Et puis il y a le PDG d'AT&T, Randall Stephenson, qui essaie d'acquérir TimeWarner pour 85 milliards de dollars, précisément parce qu'il a l'intention deexploiter le contenu premium de l'entreprise et le distribuer aux plus de 100 millions de clients mobiles, Internet et câble d'AT&T.Harry Potter, dont la valeur est estimée à 25 milliards de dollars, est le plus grand prix parmi le cache de contenu de TimeWarner. (Oui, encore plus que Batman et le reste de l'univers de DC Comics qu'il acquerrait également.)





[Photo : utilisateur de Flickr Salle Stoutzenberger ]
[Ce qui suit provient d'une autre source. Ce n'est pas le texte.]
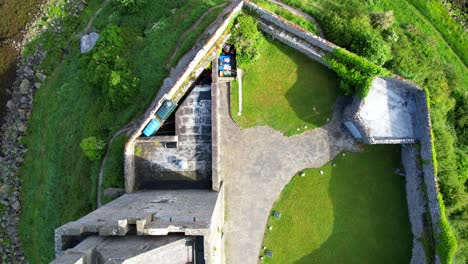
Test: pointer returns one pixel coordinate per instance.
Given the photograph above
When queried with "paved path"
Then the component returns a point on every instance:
(256, 163)
(301, 14)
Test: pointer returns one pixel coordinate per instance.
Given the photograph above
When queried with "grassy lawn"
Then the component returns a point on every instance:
(286, 90)
(355, 212)
(58, 182)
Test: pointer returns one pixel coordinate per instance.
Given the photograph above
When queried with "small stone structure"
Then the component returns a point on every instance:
(395, 112)
(140, 225)
(404, 119)
(174, 249)
(183, 160)
(385, 116)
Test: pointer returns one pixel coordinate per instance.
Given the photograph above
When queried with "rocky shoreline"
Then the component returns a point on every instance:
(29, 78)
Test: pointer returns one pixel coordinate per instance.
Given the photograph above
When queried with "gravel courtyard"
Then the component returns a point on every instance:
(256, 164)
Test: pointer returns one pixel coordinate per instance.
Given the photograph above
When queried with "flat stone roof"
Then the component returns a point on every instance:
(388, 110)
(161, 210)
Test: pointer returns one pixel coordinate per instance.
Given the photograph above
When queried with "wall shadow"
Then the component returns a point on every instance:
(313, 95)
(370, 226)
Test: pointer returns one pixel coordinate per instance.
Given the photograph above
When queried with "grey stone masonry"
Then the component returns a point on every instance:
(277, 21)
(175, 86)
(149, 213)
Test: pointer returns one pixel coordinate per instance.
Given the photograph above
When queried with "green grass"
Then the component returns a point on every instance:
(291, 17)
(285, 89)
(187, 43)
(113, 170)
(355, 212)
(58, 182)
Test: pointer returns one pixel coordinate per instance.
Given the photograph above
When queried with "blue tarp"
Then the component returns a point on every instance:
(152, 127)
(166, 109)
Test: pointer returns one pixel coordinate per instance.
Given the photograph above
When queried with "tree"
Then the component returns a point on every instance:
(382, 20)
(130, 5)
(93, 148)
(107, 70)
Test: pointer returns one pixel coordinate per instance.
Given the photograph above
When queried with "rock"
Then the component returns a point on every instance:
(88, 41)
(4, 191)
(113, 192)
(24, 87)
(16, 205)
(167, 82)
(21, 126)
(4, 202)
(40, 77)
(28, 72)
(10, 104)
(22, 114)
(24, 100)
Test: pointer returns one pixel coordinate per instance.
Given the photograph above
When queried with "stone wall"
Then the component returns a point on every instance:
(29, 79)
(149, 213)
(174, 86)
(216, 177)
(283, 24)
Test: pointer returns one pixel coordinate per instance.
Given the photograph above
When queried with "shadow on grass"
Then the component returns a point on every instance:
(370, 220)
(313, 95)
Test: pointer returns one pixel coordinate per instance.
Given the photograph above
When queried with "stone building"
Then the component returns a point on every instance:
(385, 116)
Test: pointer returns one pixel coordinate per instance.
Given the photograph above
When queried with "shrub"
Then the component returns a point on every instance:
(93, 148)
(382, 20)
(446, 240)
(247, 38)
(107, 69)
(130, 5)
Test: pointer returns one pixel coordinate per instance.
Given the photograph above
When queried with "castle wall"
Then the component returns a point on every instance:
(177, 80)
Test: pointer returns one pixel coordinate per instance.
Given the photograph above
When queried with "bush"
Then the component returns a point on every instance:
(93, 148)
(382, 20)
(358, 35)
(107, 69)
(247, 39)
(356, 73)
(446, 240)
(130, 5)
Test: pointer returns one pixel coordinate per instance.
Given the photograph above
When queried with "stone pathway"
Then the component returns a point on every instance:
(256, 164)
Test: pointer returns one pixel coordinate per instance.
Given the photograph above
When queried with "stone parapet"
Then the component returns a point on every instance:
(289, 27)
(180, 80)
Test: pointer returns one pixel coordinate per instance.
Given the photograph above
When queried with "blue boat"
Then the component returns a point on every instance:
(152, 127)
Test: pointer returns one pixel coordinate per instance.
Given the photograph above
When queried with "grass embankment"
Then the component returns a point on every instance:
(114, 168)
(58, 182)
(355, 212)
(286, 90)
(428, 47)
(293, 18)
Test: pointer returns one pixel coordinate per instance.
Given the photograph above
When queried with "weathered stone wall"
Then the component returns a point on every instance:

La structure des droits divisés de Harry Potter, ce qui en fait une propriété beaucoup moins simple que, disons, Guerres des étoiles , que Disney possède depuis l'achat de Lucasfilm pour 4 milliards de dollars, c'est ce qui fait tous cesles magnats des médias et des télécommunications souhaitant être des retourneurs de temps.Ce que les nouveaux propriétaires devraient demander vis-à-vis de Harry Potter, dit une source de Warner Bros., c'est quels contrôles ai-je ? Qu'est-ce que j'obtiens réellement ?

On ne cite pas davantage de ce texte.